The UK is one of many countries to experience the impact of global energy disruption, right when electric vehicle (EV) adoption is needed most. Due in part to COVID-19 setbacks and cut off as a result of the Russia-Ukraine crisis, energy is soaring and life isn’t getting any cheaper for UK residents.

After fumbling to find the right leader and accompanying cabinet, the Conservative government has finally released a concrete plan to tackle the country's debt and lead everyone towards a more sustainable future, both economically and environmentally. 

Electrification is still on the cards and both businesses and consumers are being urged to adopt, but the government is set to increase taxation of EVs as of April 2025. 

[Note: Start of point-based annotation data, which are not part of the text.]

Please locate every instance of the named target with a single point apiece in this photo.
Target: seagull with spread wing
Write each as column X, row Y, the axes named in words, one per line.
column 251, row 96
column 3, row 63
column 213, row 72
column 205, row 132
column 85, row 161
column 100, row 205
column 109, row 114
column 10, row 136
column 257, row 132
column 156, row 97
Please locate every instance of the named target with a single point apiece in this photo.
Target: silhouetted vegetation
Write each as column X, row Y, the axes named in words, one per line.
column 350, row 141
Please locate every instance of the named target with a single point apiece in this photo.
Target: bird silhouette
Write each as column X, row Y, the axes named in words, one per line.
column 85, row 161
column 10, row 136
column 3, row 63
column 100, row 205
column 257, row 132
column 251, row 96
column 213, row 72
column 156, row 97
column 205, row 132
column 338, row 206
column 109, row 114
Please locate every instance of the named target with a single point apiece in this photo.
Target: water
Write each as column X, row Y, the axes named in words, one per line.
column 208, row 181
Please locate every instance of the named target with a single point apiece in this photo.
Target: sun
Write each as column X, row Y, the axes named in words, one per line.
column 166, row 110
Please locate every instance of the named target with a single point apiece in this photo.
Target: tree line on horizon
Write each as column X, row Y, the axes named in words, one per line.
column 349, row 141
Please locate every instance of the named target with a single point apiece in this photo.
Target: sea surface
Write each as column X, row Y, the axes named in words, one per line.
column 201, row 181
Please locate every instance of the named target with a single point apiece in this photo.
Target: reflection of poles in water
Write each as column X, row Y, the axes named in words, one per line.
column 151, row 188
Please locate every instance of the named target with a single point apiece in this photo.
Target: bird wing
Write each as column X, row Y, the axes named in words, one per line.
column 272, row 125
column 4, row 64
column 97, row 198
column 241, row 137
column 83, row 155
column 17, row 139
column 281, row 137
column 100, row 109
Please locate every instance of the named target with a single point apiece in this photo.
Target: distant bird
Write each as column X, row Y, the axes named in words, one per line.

Will taxation incentivise EV adoption? 

The current tax in the UK amounts to roughly £10 per year for individual EV owners, which is due to rise to the full vehicle excise duty (VED), which is currently set to £165 per year. Drivers with a car priced at £40,000 will be expected to pay an additional £355 per year.

Standard VED rates will also apply to EVs registered from 2017. As for businesses, the incentive for switching company cars to electric as rates increase by 1% year-on-year until 2028. 

While the first thought for consumers will be the increased cost of ownership, organisations understand the government’s reasoning behind the taxation as EV drivers are currently exempt from contributions to road maintenance and other infrastructure. 

"After many years of paying no car tax at all, it's probably fair [that] the government gets owners of electric vehicles to start contributing to the upkeep of major roads from 2025,” RAC’s Head of Policy, Nicholas Lyes told the BBC. 

"Vehicle excise duty rates are unlikely to be a defining reason for vehicle choice, so we don't expect this tax change to have much of an effect on dampening the demand for electric vehicles given the many other cost benefits of running one."

Also speaking on the topic, the Senior Director, Public Policy - Europe at ChargePoint, Tanya Sinclair (who also featured in the October issue of EV Magazine) agrees with the commercial benefits of taxation. 

She points out that road work and other infrastructure developments don’t stop for EVs. If anything, funding infrastructure is critical at this point in electrification. 

ChargePoint supports the Government’s decision to introduce Vehicle Excise Duty (VED) for Electric Vehicles (EVs) so long as VED design recognises that EVs are the cleanest vehicles on the road, and incentivises drivers to choose to drive them. EVs use the road like any other vehicle and with EV numbers rising rapidly, the era of ‘freebies for EVs’ in motor taxation has to come to an end,” says Sinclair.

“We’re pleased to see that EVs will pay the lowest VED rates, as it is vital to reward those who purchase zero emission vehicles. The government must encourage drivers to make cleaner vehicle and driving choices and no EV driver should pay more than those driving a petrol or diesel equivalent.”

“Ultimately, it’s not sustainable long-term for the UK government to have tax-free mass market adoption, and we need to have a correlating policy narrative between the phase-out of ICE vehicles and today’s VED system.”

However, there are also concerns among automotive manufacturers as they see the taxation as a process with future implications. As the cost of running an EV is the selling point for firms, reaching financial parity with ICE cars could reduce adoption.